I come from a wonderful family. My parents have been together since before I and my siblings were born, and I have a brother and two sisters who all love me more than anyone could imagine. We are all very close and talk on a regular basis through group chats, FaceTime and social media. I’m also from a very supportive community where everyone was and still is rooting for me and they genuinely want to see me do well. Going from that to college was a very tough transition for me. I found myself in a world where people cared more about what you could do for them rather than what they could do to help make you a better person. They put more thought and energy into the people who played the best rather than distributing their energy evenly among everyone. I understand that college basketball in America is a business, but being a kid from the kind of family and community I was from made that transition tough for me.
Fast forward five years to my least year of college. I had an undergraduate degree and an MBA in Finance, but that isn’t where my passion was. I spent the past five years of my life going through something just so I could have a good life for myself, and I wasn’t going to go through the same thing when I got into the real world. It just wasn’t worth it to me no matter how much money I was going to make.
Time was winding down and I wasn’t sure what I wanted to do with my life. My athletic director at the time mentioned the Victory Scholar Program and said that he felt like I should apply. It was a great choice for me because it allowed me to get another great education, work with children, and experience another country. I knew that it would also be good for me because it would allow me to figure out who I was and who I wanted to be outside of the parameters my family set for me. I knew who I was within that niche, but outside of that what kind of individual was I? Who did I want to be and what did I want to do? I wanted to make a living that I actually enjoyed rather than just living to go to work every day.
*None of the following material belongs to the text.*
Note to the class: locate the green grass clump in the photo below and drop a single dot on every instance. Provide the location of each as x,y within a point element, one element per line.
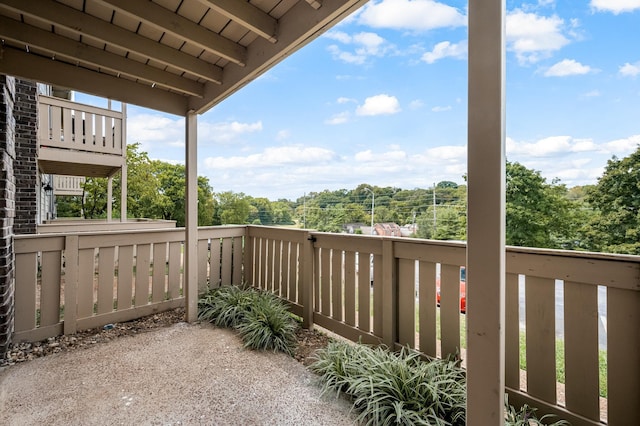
<point>394,388</point>
<point>402,388</point>
<point>263,321</point>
College didn’t really help me figure it out because everything was done for me. People told me where to go and what to do. They told me how to think and my days were planned out for me. Everything I did was because someone else told me to do it. I needed to venture out from that and just figure out who Ebony is. Being in Ireland has helped me with that a lot. I still have a lot to learn, but I have figured out that I am a strong, independent woman. I stand up for what I believe in and I say how I feel unapologetically. I know that whatever role I end up in will be one where I help people and do all I can to change their lives for the better. I’m excited to see what else I am able to learn about myself.